The translation high quality was measured by BLEU (increased is healthier) on ASR (computerized speech recognition) transcriptions from the translated speech, in comparison with the corresponding reference translation textual content. Whereas, the speech high quality is measured by the MOS rating (increased is healthier). Furthermore, the speaker similarity is measured by the common cosine similarity (increased is healthier).
Because Translatotron 3 is an unsupervised methodology, as a baseline we used a cascaded S2ST system that’s mixed from ASR, unsupervised machine translation (UMT), and TTS (text-to-speech).

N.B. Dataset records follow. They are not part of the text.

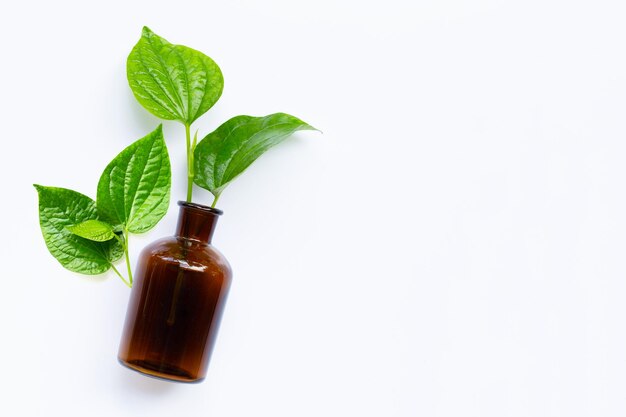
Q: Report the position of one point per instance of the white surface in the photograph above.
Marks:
(453, 245)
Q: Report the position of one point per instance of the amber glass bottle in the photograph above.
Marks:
(177, 300)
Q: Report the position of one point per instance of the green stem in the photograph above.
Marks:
(189, 163)
(121, 277)
(217, 197)
(130, 272)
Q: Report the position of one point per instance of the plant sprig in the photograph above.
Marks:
(175, 82)
(88, 236)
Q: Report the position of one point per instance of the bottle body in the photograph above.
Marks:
(175, 307)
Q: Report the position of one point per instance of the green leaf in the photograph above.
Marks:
(173, 82)
(134, 189)
(226, 152)
(95, 230)
(60, 208)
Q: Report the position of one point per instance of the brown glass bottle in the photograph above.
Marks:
(177, 300)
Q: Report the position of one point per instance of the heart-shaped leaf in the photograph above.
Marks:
(173, 82)
(226, 152)
(60, 208)
(95, 230)
(134, 189)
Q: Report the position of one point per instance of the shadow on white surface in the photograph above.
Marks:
(135, 383)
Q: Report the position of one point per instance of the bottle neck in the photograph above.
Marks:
(196, 221)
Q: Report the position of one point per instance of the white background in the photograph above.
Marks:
(452, 245)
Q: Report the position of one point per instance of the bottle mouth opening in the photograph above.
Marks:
(200, 207)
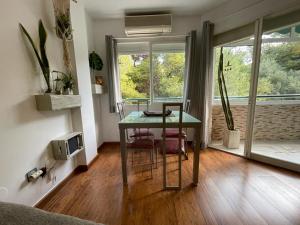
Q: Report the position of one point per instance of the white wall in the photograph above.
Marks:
(80, 42)
(96, 98)
(181, 26)
(25, 133)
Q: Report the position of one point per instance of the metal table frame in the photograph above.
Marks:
(137, 120)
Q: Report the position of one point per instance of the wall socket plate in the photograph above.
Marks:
(30, 173)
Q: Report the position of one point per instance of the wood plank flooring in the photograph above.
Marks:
(231, 190)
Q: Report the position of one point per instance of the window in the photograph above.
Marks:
(237, 69)
(151, 70)
(279, 73)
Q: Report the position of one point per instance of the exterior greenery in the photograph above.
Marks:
(279, 69)
(168, 75)
(224, 94)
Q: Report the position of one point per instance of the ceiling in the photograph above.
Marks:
(117, 8)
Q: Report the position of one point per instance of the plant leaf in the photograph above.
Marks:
(43, 39)
(33, 46)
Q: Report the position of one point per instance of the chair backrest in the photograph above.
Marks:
(121, 111)
(142, 101)
(165, 125)
(187, 106)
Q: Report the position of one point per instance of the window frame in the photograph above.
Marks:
(277, 99)
(152, 41)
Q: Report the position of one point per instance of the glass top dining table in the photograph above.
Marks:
(137, 119)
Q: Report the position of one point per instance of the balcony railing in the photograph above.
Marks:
(265, 97)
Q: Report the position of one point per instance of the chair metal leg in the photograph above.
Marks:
(132, 154)
(151, 163)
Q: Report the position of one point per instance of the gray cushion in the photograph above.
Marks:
(13, 214)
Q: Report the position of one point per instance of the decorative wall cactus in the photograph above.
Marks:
(224, 95)
(95, 62)
(64, 28)
(42, 56)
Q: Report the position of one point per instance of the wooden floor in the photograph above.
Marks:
(231, 191)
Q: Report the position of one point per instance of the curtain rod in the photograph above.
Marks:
(149, 37)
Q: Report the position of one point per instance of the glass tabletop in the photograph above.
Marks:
(139, 119)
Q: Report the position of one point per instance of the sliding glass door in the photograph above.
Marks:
(262, 75)
(237, 63)
(276, 128)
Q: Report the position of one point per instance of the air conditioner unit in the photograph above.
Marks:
(139, 25)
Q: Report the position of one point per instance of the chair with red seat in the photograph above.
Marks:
(173, 145)
(136, 141)
(173, 132)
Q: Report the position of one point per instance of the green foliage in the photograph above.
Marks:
(279, 71)
(168, 70)
(67, 80)
(42, 56)
(224, 94)
(63, 25)
(95, 61)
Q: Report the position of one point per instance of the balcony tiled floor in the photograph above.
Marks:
(287, 150)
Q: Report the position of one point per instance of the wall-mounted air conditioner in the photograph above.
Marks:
(139, 25)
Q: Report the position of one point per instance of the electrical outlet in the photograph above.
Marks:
(3, 193)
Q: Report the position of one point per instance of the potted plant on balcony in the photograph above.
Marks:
(231, 138)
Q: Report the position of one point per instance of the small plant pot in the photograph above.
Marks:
(231, 138)
(68, 91)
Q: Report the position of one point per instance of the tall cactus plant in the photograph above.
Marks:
(224, 95)
(41, 56)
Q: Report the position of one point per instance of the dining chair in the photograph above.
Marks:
(173, 132)
(143, 131)
(138, 132)
(173, 145)
(138, 143)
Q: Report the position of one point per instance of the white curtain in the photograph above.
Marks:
(206, 80)
(113, 78)
(190, 67)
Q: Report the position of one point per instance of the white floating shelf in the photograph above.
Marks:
(57, 102)
(97, 89)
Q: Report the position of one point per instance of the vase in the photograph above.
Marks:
(68, 91)
(231, 138)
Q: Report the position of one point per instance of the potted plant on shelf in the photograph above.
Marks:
(96, 64)
(67, 82)
(231, 138)
(41, 56)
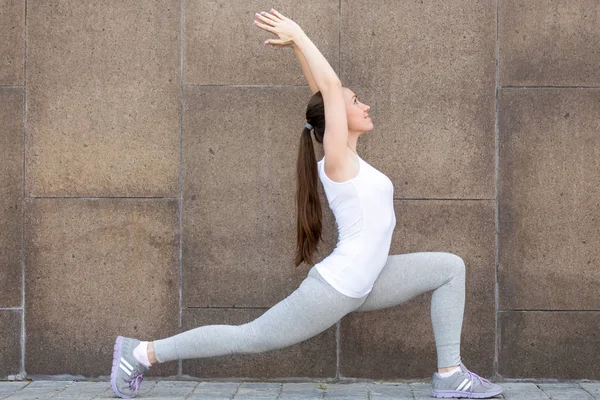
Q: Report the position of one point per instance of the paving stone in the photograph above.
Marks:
(214, 390)
(421, 391)
(146, 387)
(305, 391)
(251, 390)
(7, 388)
(593, 388)
(174, 389)
(522, 391)
(346, 391)
(82, 390)
(565, 391)
(38, 390)
(400, 391)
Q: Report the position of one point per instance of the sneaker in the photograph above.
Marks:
(127, 372)
(464, 384)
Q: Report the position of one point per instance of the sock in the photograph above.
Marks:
(141, 354)
(449, 373)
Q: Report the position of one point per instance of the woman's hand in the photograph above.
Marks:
(286, 30)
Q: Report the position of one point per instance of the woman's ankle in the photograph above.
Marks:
(151, 355)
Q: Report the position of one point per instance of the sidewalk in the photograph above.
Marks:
(193, 390)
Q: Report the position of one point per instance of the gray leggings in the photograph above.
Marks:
(315, 306)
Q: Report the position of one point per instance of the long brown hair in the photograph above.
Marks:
(308, 205)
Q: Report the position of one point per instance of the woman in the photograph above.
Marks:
(358, 275)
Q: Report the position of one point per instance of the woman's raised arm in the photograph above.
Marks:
(305, 69)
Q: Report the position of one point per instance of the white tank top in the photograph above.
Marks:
(364, 213)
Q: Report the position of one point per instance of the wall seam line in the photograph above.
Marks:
(180, 213)
(338, 324)
(497, 338)
(22, 372)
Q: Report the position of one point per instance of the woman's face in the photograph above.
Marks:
(357, 113)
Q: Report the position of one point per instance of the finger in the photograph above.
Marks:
(274, 11)
(265, 27)
(265, 19)
(271, 17)
(274, 42)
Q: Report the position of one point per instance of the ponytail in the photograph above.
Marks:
(308, 205)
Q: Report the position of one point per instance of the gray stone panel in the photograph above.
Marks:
(315, 357)
(398, 342)
(103, 82)
(549, 43)
(10, 343)
(12, 45)
(240, 147)
(549, 186)
(11, 195)
(233, 52)
(546, 344)
(427, 69)
(96, 269)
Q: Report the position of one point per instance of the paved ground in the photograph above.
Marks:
(180, 390)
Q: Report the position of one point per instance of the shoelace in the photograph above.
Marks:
(136, 381)
(472, 376)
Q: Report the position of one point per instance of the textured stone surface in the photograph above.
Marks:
(427, 69)
(398, 342)
(96, 269)
(549, 344)
(315, 357)
(240, 147)
(565, 391)
(549, 42)
(103, 84)
(12, 45)
(233, 53)
(11, 194)
(10, 343)
(549, 186)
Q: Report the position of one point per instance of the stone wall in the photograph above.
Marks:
(148, 174)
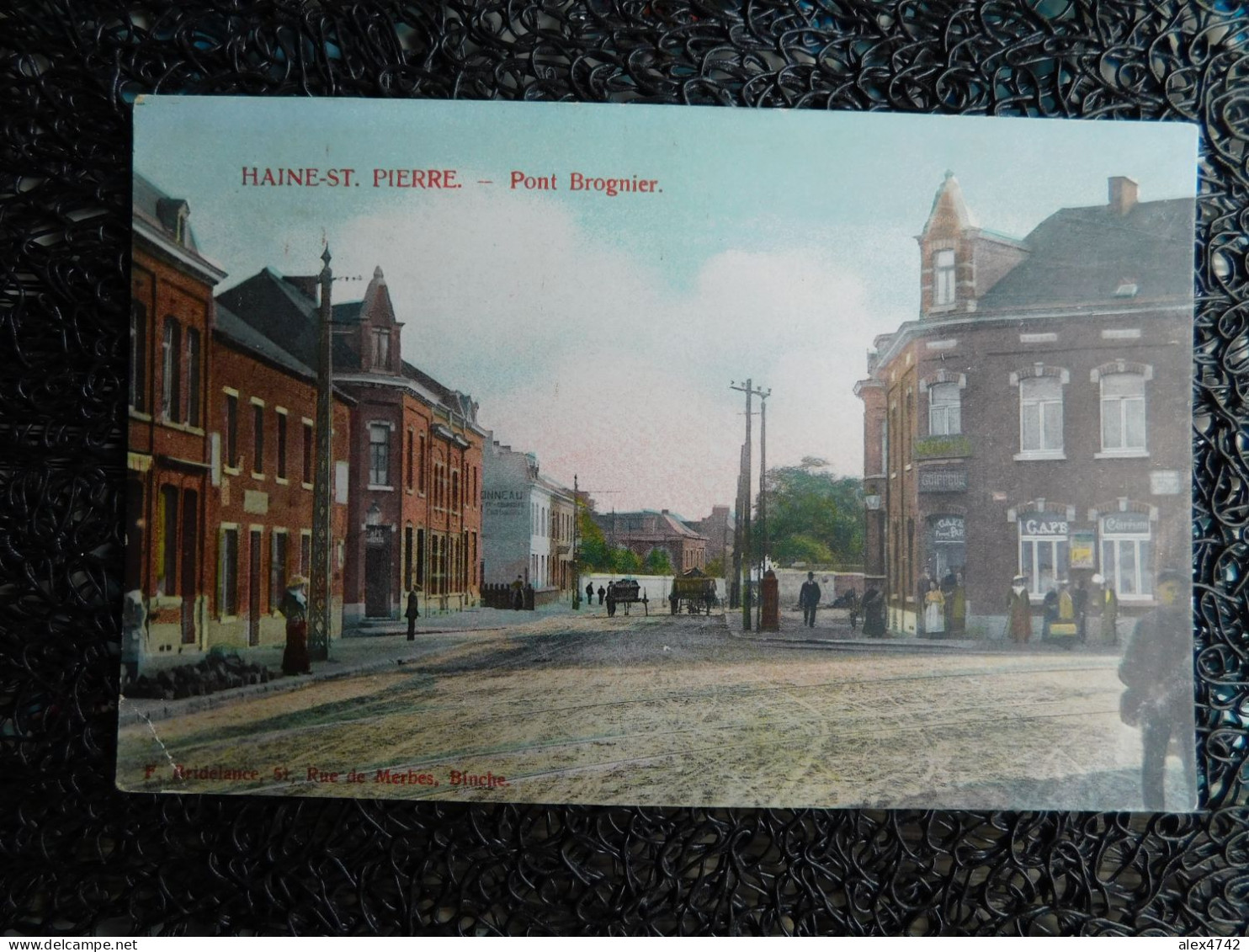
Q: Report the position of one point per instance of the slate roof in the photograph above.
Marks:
(232, 327)
(281, 311)
(666, 524)
(425, 380)
(152, 206)
(1083, 257)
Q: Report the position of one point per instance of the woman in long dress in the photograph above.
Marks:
(1019, 611)
(295, 608)
(934, 611)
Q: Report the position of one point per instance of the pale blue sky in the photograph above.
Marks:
(781, 244)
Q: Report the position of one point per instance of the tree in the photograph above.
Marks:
(658, 562)
(626, 561)
(813, 515)
(595, 555)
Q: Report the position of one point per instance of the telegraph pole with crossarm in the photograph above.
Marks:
(748, 389)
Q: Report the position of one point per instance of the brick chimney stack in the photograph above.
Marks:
(1123, 194)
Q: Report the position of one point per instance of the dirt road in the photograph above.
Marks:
(670, 711)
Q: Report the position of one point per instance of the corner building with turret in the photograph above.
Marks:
(1034, 418)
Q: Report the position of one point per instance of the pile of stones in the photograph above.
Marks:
(216, 673)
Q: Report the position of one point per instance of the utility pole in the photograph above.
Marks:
(748, 389)
(576, 525)
(322, 547)
(738, 508)
(763, 498)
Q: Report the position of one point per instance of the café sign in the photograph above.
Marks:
(949, 529)
(1125, 524)
(1044, 524)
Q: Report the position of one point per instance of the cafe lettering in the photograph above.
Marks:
(1043, 525)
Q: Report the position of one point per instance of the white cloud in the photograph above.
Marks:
(583, 354)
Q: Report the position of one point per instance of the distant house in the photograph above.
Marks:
(1034, 420)
(646, 530)
(413, 465)
(719, 530)
(527, 523)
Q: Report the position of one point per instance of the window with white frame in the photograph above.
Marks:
(1123, 412)
(137, 356)
(1127, 554)
(172, 371)
(227, 572)
(379, 455)
(1043, 550)
(943, 276)
(1040, 415)
(944, 410)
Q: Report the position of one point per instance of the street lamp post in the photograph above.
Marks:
(322, 545)
(576, 521)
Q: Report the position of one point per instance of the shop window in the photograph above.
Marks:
(1127, 555)
(944, 410)
(1123, 412)
(1044, 551)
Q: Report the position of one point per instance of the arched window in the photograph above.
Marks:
(137, 356)
(1040, 412)
(1123, 412)
(943, 276)
(172, 371)
(944, 410)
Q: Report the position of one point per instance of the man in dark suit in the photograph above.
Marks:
(810, 600)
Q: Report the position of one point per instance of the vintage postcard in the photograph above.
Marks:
(644, 455)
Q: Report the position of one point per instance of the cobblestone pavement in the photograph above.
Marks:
(666, 711)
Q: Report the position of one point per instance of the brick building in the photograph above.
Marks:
(263, 438)
(646, 530)
(169, 549)
(526, 523)
(413, 511)
(1034, 418)
(717, 529)
(219, 453)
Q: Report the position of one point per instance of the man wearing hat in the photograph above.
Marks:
(808, 598)
(1018, 611)
(1156, 671)
(1109, 606)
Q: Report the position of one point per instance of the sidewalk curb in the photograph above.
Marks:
(129, 711)
(922, 645)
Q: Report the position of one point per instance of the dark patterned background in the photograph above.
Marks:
(77, 856)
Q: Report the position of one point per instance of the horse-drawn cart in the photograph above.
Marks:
(626, 591)
(694, 591)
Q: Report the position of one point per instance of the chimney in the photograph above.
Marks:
(1123, 194)
(307, 285)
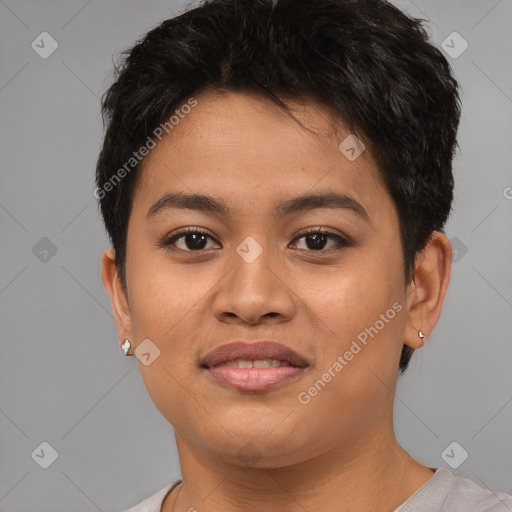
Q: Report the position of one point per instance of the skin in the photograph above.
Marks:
(339, 451)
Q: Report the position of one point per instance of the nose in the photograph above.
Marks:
(254, 292)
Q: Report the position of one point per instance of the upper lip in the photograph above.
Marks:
(251, 351)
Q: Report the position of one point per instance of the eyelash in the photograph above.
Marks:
(342, 242)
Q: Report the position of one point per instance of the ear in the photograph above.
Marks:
(118, 299)
(426, 293)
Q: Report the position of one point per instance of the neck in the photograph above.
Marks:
(374, 474)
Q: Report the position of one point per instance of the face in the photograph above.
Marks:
(323, 278)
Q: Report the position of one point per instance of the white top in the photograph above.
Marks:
(444, 492)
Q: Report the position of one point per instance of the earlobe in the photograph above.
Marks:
(426, 293)
(115, 290)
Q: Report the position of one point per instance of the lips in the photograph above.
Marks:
(253, 351)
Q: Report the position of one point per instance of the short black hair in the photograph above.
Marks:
(367, 60)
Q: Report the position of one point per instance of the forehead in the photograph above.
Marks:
(242, 147)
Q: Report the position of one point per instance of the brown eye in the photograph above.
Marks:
(316, 240)
(191, 240)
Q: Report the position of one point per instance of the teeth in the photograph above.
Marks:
(259, 363)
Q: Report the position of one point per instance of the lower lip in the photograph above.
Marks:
(253, 379)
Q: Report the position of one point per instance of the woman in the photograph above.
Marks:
(275, 178)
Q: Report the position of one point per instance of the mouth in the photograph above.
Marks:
(255, 366)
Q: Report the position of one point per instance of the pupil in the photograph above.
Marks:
(196, 242)
(317, 237)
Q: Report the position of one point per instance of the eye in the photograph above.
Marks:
(319, 237)
(191, 240)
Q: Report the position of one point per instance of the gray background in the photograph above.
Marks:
(63, 379)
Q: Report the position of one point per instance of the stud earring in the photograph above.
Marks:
(125, 347)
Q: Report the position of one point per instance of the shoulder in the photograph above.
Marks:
(154, 502)
(448, 493)
(467, 495)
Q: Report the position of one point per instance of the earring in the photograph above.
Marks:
(125, 347)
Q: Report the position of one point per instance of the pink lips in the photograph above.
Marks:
(253, 379)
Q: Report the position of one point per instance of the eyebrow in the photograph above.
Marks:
(305, 202)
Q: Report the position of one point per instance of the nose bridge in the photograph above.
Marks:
(253, 287)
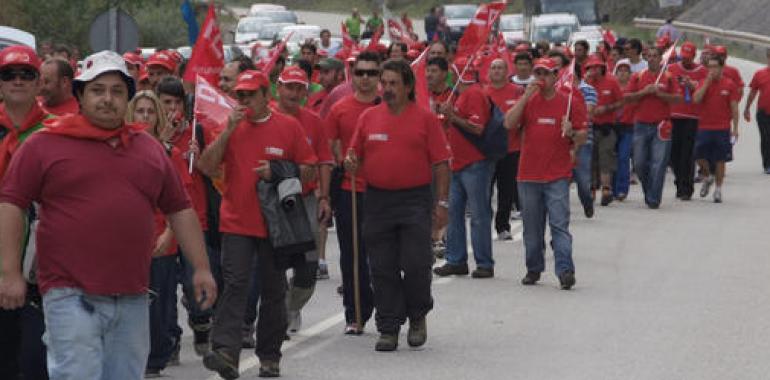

Specifically, we make use of UMT that makes use of the closest neighbor within the embedding house so as to create the translation.
Translatotron 3 outperforms the baseline by massive margins in each side we measured: translation high quality, speaker similarity, and speech high quality. It notably excelled on the conversational corpus. Moreover, Translatotron 3 achieves speech naturalness just like that of the bottom reality audio samples (measured by MOS, increased is healthier).
Translation high quality (measured by BLEU, the place increased is healthier) evaluated on three Spanish-English corpora. |
Speech similarity (measured by common cosine similarity between enter speaker and output speaker, the place increased is healthier) evaluated on three Spanish-English corpora. |
Mean-opinion-score (measured by common MOS metric, the place increased is healthier) evaluated on three Spanish-English corpora. |
Future work
As future work, we want to lengthen the work to extra languages and examine whether or not zero-shot S2ST will be utilized with the back-translation method. We would additionally like to look at using back-translation with several types of speech data, akin to noisy speech and low-resource languages.
Acknowledgments
The direct contributors to this work embrace Eliya Nachmani, Alon Levkovitch, Yifan Ding, Chulayutsh Asawaroengchai, Heiga Zhen, and Michelle Tadmor Ramanovich. We additionally thank Yu Zhang, Yuma Koizumi, Soroosh Mariooryad, RJ Skerry-Ryan, Neil Zeghidour, Christian Frank, Marco Tagliasacchi, Nadav Bar, Benny Schlesinger and Yonghui Wu.